We viewers learn the details of the unfolding drama at the same time as the journalists, who‘ve previously reported on nothing more dramatic than the 100m sprint final or the Superbowl – dramatic, perhaps, but arguably with fewer geopolitical consequences. They quickly have to learn the responsibilities of their colleagues in news, having to balance what they know with what is appropriate to pass on to their audiences – what if a hostage is shot while they are broadcasting live pictures? What if the kidnappers are watching their coverage? What if they get something wrong? They’re not dealing with points, goals or touch-downs now – they’re dealing with lives.

The control room drama – as it ratchets up from just trying to get the best live pictures, to keeping the satellite feed and trying to find relatives of the hostages to interview – adds a touch of the James L Brooks classic Broadcast News into the mix and it‘s an effective touch that Fehlbaum has his characters interact with archive footage of the ABC Sports legend Jim McKay, for added authenticity.

Fehlbaum’s Oscar-nominated screenplay, the claustrophobic mise-en-scene and taut performances add up to a tense and revealing thriller – but there’s the added element of its timely release; a film about Palestinian militants taking a group of Israelis to try to exchange them for Palestinian prisoners in Israeli jails, in the full glare of the international media, being released even as Palestinian militants are releasing Israeli hostages, in exchange for Palestinians being held in Israeli jails.

One of the members of the sports team is Jewish and another is an Arab Muslim – and it touches on the notion of whether referring to the Black September group as terrorists is acceptable – but most of the politics is reserved for the German government’s attitude to providing armed security at the Games; less than three decades after the liberation of the Nazi concentration camps, Germany didn’t want to be seen as militarily heavy handed; it was as if they had just left the door open and put up a sign saying “Come on in!”

There is also the reticence of the Olympic Games organisers to stop the competition, even when what is going on becomes clear.

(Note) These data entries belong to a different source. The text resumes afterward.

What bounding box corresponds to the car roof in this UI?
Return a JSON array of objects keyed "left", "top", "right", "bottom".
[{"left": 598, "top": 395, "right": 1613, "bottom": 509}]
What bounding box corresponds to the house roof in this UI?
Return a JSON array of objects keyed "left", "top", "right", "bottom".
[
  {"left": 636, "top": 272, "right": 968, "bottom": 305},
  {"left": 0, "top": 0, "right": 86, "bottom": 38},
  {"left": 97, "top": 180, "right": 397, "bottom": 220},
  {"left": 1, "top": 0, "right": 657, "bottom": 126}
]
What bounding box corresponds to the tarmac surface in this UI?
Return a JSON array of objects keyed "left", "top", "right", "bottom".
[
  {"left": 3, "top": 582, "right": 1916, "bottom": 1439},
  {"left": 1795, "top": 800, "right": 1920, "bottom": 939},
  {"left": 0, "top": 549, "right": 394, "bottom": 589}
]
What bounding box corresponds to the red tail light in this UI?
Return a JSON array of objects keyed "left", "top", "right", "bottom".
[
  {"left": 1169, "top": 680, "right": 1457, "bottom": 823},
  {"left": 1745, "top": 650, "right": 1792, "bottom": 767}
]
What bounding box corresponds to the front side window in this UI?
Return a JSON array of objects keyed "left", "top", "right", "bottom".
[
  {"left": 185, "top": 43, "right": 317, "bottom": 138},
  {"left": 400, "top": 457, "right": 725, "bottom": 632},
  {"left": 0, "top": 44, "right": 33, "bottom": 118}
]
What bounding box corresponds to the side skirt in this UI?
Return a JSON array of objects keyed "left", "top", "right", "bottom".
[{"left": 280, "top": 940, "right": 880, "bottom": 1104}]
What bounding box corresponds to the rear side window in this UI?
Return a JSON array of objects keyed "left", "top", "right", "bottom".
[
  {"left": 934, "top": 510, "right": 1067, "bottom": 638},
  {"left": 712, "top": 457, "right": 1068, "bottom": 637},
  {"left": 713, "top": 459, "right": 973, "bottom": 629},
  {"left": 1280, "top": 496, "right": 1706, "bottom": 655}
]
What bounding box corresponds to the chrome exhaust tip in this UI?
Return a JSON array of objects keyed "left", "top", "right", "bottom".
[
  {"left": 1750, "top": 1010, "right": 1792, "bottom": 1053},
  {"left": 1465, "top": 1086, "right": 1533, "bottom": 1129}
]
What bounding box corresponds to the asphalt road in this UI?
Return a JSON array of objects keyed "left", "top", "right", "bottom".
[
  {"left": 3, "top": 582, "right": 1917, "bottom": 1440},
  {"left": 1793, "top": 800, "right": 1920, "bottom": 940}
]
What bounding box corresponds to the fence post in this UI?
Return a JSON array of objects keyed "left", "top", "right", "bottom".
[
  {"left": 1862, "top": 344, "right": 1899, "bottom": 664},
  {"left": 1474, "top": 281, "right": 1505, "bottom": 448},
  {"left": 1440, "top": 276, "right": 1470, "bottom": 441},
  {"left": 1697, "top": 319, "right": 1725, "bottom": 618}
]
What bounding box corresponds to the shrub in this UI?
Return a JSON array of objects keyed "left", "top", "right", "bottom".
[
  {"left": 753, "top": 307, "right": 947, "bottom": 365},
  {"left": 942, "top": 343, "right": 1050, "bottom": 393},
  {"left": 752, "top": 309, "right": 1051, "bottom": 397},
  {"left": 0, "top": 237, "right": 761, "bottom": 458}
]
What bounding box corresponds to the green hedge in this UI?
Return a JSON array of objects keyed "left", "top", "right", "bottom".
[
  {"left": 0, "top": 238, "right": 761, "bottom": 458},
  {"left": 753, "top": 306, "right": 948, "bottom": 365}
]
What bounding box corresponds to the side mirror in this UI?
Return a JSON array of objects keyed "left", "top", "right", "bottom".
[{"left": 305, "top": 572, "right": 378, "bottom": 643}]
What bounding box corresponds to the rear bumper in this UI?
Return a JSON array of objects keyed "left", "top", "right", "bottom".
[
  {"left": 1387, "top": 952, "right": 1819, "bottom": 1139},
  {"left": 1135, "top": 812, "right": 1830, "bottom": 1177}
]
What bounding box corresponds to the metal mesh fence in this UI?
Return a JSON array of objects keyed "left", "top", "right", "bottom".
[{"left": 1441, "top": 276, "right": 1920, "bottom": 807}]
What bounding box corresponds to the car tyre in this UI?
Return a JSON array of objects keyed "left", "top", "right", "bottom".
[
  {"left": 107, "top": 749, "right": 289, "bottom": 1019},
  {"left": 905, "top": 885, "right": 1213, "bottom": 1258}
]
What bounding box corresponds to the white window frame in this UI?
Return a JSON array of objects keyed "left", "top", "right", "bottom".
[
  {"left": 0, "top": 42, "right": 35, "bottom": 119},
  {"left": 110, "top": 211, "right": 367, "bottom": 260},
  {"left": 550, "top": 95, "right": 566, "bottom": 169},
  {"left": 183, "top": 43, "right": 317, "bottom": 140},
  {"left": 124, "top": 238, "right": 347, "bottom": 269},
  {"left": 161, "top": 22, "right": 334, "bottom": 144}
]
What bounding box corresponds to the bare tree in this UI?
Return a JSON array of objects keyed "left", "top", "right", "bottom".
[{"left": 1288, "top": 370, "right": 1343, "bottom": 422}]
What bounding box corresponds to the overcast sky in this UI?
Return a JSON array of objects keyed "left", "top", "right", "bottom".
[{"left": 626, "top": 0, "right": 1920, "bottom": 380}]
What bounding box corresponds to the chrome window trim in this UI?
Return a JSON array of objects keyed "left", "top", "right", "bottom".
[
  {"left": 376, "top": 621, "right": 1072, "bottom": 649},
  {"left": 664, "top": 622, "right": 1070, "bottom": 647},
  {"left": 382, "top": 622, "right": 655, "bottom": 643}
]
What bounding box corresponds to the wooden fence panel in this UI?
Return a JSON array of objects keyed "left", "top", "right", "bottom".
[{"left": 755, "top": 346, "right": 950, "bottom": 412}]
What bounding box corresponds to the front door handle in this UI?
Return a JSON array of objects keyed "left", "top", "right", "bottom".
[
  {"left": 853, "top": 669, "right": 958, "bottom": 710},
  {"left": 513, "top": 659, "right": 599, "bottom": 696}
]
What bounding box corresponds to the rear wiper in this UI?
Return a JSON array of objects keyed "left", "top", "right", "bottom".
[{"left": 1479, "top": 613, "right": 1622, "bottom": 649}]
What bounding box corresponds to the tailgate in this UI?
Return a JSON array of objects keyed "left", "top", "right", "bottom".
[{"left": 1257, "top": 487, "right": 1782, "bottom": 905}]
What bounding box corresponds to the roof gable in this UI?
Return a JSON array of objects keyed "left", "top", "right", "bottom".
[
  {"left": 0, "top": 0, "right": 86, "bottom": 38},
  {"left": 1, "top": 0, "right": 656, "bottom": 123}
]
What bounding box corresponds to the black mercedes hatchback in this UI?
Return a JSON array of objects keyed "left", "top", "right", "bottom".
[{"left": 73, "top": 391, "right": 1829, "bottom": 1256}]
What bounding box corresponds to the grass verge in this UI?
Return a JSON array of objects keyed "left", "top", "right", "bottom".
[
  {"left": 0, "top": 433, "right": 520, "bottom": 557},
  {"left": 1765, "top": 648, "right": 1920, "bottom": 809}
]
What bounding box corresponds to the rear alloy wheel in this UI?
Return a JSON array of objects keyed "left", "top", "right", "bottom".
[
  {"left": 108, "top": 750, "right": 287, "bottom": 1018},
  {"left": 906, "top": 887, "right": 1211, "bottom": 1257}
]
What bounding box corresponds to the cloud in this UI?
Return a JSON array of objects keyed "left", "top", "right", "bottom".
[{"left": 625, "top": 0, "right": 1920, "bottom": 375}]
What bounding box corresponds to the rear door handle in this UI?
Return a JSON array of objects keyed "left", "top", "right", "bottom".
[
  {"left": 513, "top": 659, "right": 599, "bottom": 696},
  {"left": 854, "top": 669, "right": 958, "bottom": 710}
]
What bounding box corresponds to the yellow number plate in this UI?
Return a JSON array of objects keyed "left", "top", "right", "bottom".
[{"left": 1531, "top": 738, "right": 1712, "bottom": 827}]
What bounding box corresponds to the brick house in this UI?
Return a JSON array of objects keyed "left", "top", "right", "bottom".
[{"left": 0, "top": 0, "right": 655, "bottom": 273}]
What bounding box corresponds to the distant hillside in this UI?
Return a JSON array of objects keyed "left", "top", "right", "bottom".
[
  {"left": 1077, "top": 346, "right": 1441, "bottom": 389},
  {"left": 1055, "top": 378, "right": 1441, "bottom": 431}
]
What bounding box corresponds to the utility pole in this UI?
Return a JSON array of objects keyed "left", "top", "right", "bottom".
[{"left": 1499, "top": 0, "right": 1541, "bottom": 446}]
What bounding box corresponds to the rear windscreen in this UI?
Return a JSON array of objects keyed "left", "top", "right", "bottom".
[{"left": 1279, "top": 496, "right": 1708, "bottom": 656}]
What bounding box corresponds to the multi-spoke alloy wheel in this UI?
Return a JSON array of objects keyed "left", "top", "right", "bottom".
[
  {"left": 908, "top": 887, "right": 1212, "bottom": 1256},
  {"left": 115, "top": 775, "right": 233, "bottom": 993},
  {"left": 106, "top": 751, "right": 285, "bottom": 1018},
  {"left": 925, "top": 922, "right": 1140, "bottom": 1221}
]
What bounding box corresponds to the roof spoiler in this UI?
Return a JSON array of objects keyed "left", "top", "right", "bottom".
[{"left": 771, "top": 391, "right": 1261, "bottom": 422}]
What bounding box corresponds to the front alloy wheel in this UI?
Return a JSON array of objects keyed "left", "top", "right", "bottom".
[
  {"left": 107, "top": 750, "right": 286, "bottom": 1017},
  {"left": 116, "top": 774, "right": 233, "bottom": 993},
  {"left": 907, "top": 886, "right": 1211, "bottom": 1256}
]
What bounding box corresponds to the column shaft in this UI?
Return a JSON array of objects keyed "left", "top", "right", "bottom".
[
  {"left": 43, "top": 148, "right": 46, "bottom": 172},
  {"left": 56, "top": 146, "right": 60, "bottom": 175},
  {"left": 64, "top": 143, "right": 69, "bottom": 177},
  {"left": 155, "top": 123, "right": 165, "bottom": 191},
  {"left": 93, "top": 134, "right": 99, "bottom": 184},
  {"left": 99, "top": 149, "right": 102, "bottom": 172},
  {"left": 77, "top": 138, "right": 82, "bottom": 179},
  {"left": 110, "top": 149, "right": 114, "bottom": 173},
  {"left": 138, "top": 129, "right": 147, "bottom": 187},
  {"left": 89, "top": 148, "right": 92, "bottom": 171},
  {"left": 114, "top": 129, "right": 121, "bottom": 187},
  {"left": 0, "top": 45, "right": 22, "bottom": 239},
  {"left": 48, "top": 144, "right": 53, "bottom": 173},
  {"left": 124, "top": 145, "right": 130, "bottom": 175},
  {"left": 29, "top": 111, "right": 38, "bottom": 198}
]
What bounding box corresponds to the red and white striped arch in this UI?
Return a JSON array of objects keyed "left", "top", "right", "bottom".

And then there is the office politics, as the ABC Sports boss fights his corner to stop news journalists, back in the US, taking control of the coverage. When one of his colleagues warns him of the dangers of dipping his toe in the news pool, he insists, “It’s not about politics – it’s about emotions.”

But as for parallels with modern politics, Fehlbaum is – perhaps – wise enough to steer clear. Despite the fact that most of the work on the film pre-dates the 7th October attacks by Hamas, that’s not what his story is about – this film celebrates the first live TV coverage of a major hostage situation – produced by a group of sports experts, who were way out of their depth. I don’t know about the athletes – but they deserved a medal.